Orsanmichele was built in 1337 on the site of the garden (hortus) of the church of San Michele and originally served as an open-arcaded grain market. In 1380 the arcades were filled in and the ground floor converted to a church, while the upper storey was used as an emergency grain store to be drawn on in times of siege or famine.
The new aesthetics
A scheme to decorate the exterior was launched in 1339. Each of the major Florentine guilds was allocated a niche, which was to be filled with a statue of their respective patron saints. The Black Death intervened, so that the first statues were not commissioned until the early 15th century, and they illustrate well the contemporary emergence of the new Renaissance aesthetic.
Also decorating the exterior of the building are 15th-century enamelled terracotta medallions, bearing the heraldic devices (stemme) of the various Florentine guilds, by Luca della Robbia and his workshop.
Donatello’s outstanding St. George, which is hailed as the first truly Renaissance statue, is here represented by
a copy of the marble original, now to be found in the Bargello museum. Near to it, on the north side (in Via San Michele) you’ll admire Nanni di Banco’s great Four Crowned Saints, painted around 1415, with an interesting frieze below illustrating the work of carpenters and masons, whose guild commissioned the work.

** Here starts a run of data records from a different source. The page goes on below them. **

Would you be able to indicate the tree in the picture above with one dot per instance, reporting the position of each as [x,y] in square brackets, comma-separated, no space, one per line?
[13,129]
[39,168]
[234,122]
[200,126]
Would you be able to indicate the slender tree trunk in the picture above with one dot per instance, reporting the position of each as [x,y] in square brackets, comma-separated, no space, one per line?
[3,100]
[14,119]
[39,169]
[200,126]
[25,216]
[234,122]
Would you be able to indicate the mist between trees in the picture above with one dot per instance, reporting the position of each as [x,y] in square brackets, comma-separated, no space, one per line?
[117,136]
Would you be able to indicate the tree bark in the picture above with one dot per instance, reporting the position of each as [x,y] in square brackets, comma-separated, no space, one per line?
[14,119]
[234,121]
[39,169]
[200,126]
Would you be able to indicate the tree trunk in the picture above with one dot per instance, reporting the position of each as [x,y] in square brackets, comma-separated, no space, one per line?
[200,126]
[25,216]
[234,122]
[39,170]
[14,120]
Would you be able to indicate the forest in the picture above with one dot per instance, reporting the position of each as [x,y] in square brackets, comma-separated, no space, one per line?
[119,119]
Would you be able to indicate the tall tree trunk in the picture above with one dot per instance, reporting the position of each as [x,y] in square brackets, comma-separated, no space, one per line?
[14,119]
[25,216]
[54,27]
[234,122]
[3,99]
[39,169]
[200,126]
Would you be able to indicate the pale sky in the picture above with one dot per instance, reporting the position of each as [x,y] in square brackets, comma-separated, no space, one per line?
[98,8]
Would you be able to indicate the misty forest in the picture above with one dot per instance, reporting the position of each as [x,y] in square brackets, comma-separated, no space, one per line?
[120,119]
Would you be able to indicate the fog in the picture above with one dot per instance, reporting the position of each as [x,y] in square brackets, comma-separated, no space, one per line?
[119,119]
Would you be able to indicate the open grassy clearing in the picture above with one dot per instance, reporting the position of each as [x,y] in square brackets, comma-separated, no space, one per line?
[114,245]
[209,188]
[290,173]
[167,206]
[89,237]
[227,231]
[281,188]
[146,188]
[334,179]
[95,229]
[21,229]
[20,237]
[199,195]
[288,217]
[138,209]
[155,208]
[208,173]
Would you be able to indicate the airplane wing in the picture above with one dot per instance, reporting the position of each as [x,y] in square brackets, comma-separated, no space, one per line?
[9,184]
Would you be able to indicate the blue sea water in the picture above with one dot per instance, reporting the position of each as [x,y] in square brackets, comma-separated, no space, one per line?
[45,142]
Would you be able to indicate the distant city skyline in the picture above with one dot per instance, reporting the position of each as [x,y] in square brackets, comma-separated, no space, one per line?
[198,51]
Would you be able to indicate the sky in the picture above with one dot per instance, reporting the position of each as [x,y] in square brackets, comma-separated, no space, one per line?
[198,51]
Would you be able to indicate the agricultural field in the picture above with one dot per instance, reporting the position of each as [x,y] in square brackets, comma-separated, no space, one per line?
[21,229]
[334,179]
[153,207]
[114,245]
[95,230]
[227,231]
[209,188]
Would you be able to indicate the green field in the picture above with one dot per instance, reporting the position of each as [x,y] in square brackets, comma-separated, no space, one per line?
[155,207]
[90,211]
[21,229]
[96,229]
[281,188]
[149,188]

The west face is decorated with elaborate Gothic cartwheel tracery and faces the Palazzo dell’Arte della Lana, the Guildhall of the Wool Workers, as might be guessed from the numerous Lamb of God emblems that decorate the facade. This building provides access, by means of an overhead bridge, to the splendid Gothic vaulted grain store above the church. It also houses a small museum (Mon 10am-5pm only; charge), which holds mainly original statuary from the church and is occasionally used for temporary exhibitions.
Inside the church
The odd arrangement of Orsanmichele’s dark interior was dictated by the form of the building. In place of the usual nave flanked by aisles, the central arcade of the original open market divides the church into two parallel naves of equal size. The gloomy interior is somewhat enlivened by frescoed vaults and Gothic stained-glass windows.
The southernmost is dominated by Andrea Orcagna’s huge tabernacle (1339–59), encrusted with coloured glass. In the centre, scarcely visible behind cherubs and votive offerings, is a Madonna by Bernardo Daddi, painted in 1347 to replace one that appeared miraculously on a pillar of the old grain market. The base of the tabernacle is decorated with scenes from the life of the Virgin.